I wouldn’t call Firework creators influencers (like on other platforms). The problem with the term “influencer” is that most of them are creating “clickbaity” content. What we look for is pure creativity.  Additionally, on all other platforms, your content is restricted by the number of followers you have. That is the reason why there is a premium on the number of followers you have. On the Firework platform, because of the way we are structured, if you’re telling an interesting story, most users will see your video at some point or the other. We have been called “the YouTube of short-form videos” by some of the media, but I wouldn’t go as far as that. We are building a platform that allows a regular creator who’s got an interesting story to tell, to reach an audience that would otherwise not have been possible.

Are creators in India able to earn a source of income from the content they are generating? 

In places like Japan and the US, monetisation has already started. In India, a lot of that will start in the next month or so.

Another source of income for Firework creators is a private chat channel (which is either priced or ad-funded) between them and the users subscribed to their channels. Users can then ask creators questions directly and establish a one-on-one connection with them. In Japan (which is the only country where we have started this), this is giving creators a revenue stream beyond what they earn by creating content. This is becoming quite an interesting business model. We will adapt it to India with more introductory prices in early 2020.
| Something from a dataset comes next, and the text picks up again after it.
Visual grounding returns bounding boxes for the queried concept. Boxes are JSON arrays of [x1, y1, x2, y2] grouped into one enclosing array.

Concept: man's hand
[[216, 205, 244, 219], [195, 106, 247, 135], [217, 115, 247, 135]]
How are you localising the platform for the Indian market?

In India, we want to try and move away from Hindi and English content—those are not the only two languages that people speak here. We want to go deeper into the southern languages. We want to work with content in major Indian languages—Malayalam, Bengali, Gujarati, Punjabi, and Kannada.

How does Firework plan to tackle more established platforms in India like TikTok, YouTube and Instagram?

We are not getting into a firestorm with anyone about the number of downloads in India.

We will focus on good quality content. That is the most sensible thing to do. We are not getting into a firestorm with anyone about the number of downloads or anything like that. I think that is a strategy which is disastrous in the long run. I don’t think there is any business on the internet that has succeeded by buying billions of users.

How would you judge the success of the platform?

I’ll judge success on the basis of the number of daily active users. We aim to get to about 100 million daily active users in a year’s time and that is something we are on track for. We haven’t spent money on acquiring users. We’ve been lucky enough to have intelligent creators who have created content and then gone out and spoken about us. Usually, within 30 days of installing an app, almost 90-95% of all downloads get uninstalled in markets like India and Latin America. So, if we keep buying and then losing consumers, that stickiness is never going to be achieved.

What’s the biggest challenge you foresee in establishing Firework in India?

In the next three months, the greatest challenge in India will be to get creators to understand how to tell a story in 30 seconds. There are many ways in which 30-second videos can be made and I think a lot of work needs to be done around that itself. We need to pick people who can do this at scale very quickly and get them to educate, guide and mentor others who want to come on board. That is going to take time. Without creators, we won’t have enough videos, and without videos, we won’t be able to attract users. We do not want to be in a situation in which users run out of interesting videos to watch.